Prawdopodobnie musi być przedstawiona najkorzystniejsza oferta i zaklepana . Jeśli chodzi o górne widłowy odnośnie kursu akcji to zauważyłem że to jest w okolicach 25procent. Ponadto jeśli kurs szybuje po dobrej informacji która uzasadnia wzrost akcji widłowy przesuwa dużo wyżej górne widły
człowieku, Ty czytałeś załączniki do dzisiejszego komunikatu? W drugim załączniku masz całe projekty uchwał. A w trzecim załączniku masz uzasadnienie każdego projektu uchwały, w tym imiona, nazwiska i biografie proponowanych kandydatów na członków RADY NADZORCZEJ (a nie zarządu!!!!). A w uzasadnieniach jasno piszą, że wszystkie proponowane zmiany mają dostosować obecny statut do wymagań formalnych głównego parkietu GPW. A te wynagrodzenia rady nadzorczej wynoszą UWAGA 2 tysiące złotych miesięcznie!!! Twoje komentarze wskazują, że choć jesteś na tym forum od dłuższego czasu, to kompletnie nie masz pojęcia o czym piszesz.

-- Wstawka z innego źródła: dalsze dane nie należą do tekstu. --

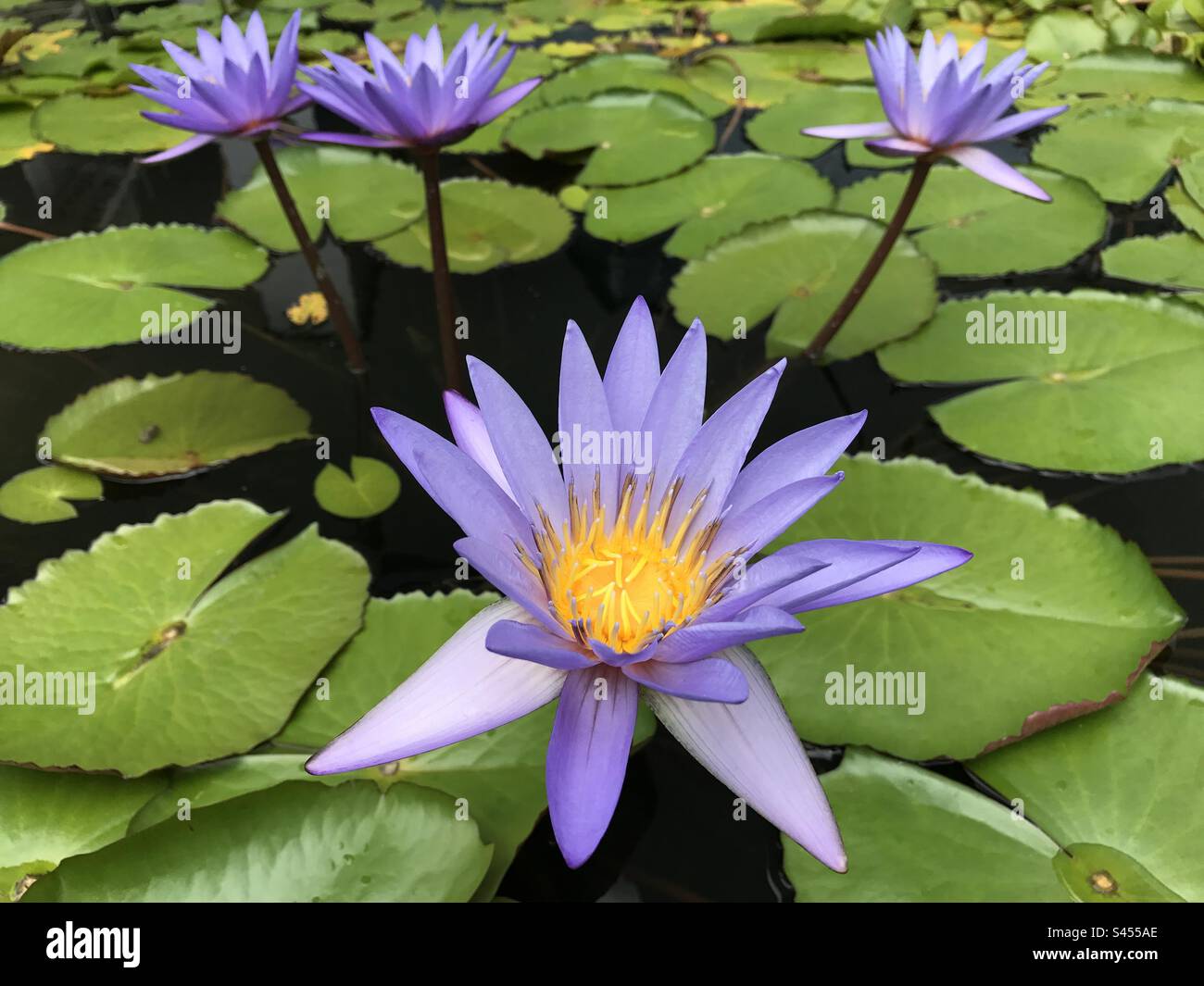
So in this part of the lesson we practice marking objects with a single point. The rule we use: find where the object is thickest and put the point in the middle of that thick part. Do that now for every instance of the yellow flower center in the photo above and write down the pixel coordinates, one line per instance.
(629, 581)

Zastanawiam się, czy piszący na forach giełdowych to reprezentatywna próbka polskiego społeczeństwa czy wyjątkowa kumulacja ignorantów (żeby nie napisać d*bili). Nie rozróżniają Zarządu od Rady Nadzorczej, wirusa od bakterii, szczepionki od lekarstwa. Nie są zainteresowani przeczytaniem podawanych na tacy informacji a jeśli już to robią, to nie potrafią czytać ze zrozumieniem. Zgroza :-(
Jeżeli już to do Rady Nadzorczej (patrz ostatnie espi), ale nigdzie nie jest powiedziane, że to ktoś od nowego właściciela. Prawdopodobnie nie, raczej jest tak jak wprost napisano w tym dokumencie załączonym do espi: zmiana została podyktowana zamiarem uniknięcia zmniejszenia stanu osobowego liczby członków Rady Nadzorczej poniżej ustawowego minimum wskutek okoliczności niedotyczących Spółki (np. rezygnacja).